On auscultation the signs met with during the first stage become much more marked. Inspiration is always rough, rasping, painful and difficult at certain points, particularly in the anterior zones. In this region expiration is rough, prolonged and sometimes of a clearly marked blowing character. This is particularly the case in the subscapular zone and the auscultation zones 2 and 3 (Fig. 166). In the dorsal region and in zone No. 1, respiration may appear normal. Nevertheless, the sounds are propagated to a distance, the infiltrated lung steadily loses its elastic qualities, the vesicular murmur entirely disappears from the affected regions, and the sounds noted are of bronchial origin.
Like the first, the second phase may vary in intensity, extent, and in the diffusion or localisation of the tuberculous lesions. Blowing respiration may be noted over different areas, accompanied by sibilant, snoring and migratory mucous râles. The vesicular murmur is exaggerated in the healthy parts, coughing, accompanied by expectoration or followed by swallowing movements, is frequent, the appetite becomes capricious, and the general condition suffers. In this second phase almost the whole of one lung may be diseased and exhibit the signs described.
The third phase corresponds to the softening of the tuberculous masses, and the formation of ulcers and caverns. The zones of dulness or partial dulness may be more extensive, though cavern formation is usually confined to the anterior or middle lobes. Percussion still affords no precise information.
As the tuberculous masses undergo softening and ulceration, their contents are gradually passed into the bronchi, and auscultation reveals signs indicative of the existence of caverns, which signs vary with the dimensions of the caverns themselves. On auscultation the respiration is always found to have at certain points a blowing character, and it may even develop into a true tubal souffle. In other areas, where the caverns are merely in course of formation, gurgling sounds are all that are heard, but where true caverns exist there is an incessant cavernous souffle.

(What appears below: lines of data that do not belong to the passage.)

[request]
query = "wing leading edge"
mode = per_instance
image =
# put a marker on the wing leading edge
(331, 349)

The lesions peculiar to the third phase are seldom seen in practice; because the animals become anæmic, exhausted and cachectic, they are usually slaughtered early. Nevertheless, the third stage occasionally develops in an astonishingly short time, six to eight months at most.

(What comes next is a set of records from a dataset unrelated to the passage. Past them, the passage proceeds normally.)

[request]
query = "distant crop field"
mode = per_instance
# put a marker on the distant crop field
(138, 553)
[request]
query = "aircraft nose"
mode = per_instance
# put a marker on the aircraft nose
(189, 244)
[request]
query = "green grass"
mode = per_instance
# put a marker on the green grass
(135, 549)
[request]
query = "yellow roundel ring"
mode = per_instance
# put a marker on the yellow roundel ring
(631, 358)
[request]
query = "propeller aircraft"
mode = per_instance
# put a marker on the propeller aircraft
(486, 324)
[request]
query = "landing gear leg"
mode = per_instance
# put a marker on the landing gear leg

Very frequently the patients, although cachectic and even phthisical, do not yield on auscultation the sounds described as peculiar to the third stage, because the tendency to softening is not very marked in bovine animals. The lungs exhibit massive infiltration, and, whilst pulmonary consumption is not uncommon, the development of caverns is comparatively rare.
The expectoration or discharge in this third form is puriform, glairy, viscous, and of a dirty-yellow or even greenish-yellow colour. Bacteriological examination reveals the presence of tubercle bacilli and adventitious organisms.
These conditions are always associated with various complications, and the second and third stages of chronic tuberculosis are frequently accompanied by lesions of the pleura, of the mediastinal lymphatic glands, of the liver, etc.
Digestive disturbances often occur; the appetite is capricious or in abeyance, there is atony of the rumen and chronic dyspeptic tympanites. These disturbances are easily understood where there are lesions of the liver, intestine, and mesenteric lymphatic glands, but not when the lung alone appears the seat of the disease. In this condition the patients probably suffer from permanent complex intoxication, due to toxins elaborated by the tubercle bacillus and other microbes which multiply on or in the lesions, and this chronic intoxication reacts on the vital functions (innervation, secretion, digestion and nutrition). Nor are the effects limited to these appearances; the heart’s action is also accelerated, and the temperature rises. During the first and part of the second phase there is comparatively little fever, but afterwards this is continuous or of a peculiar intermittent character. In the morning the patient’s temperature may be normal; in the evening it has risen from 1·5 to as much as 9° Fahr. (1·1 to 5·2° C.) above normal, and this recurs day by day. These attacks coincide with softening of the lesions, and when suppurating caverns exist they are more marked and more nearly continuous, assuming the characters of the hectic fever shown in consumption.
Often during the febrile periods the urine is albuminous.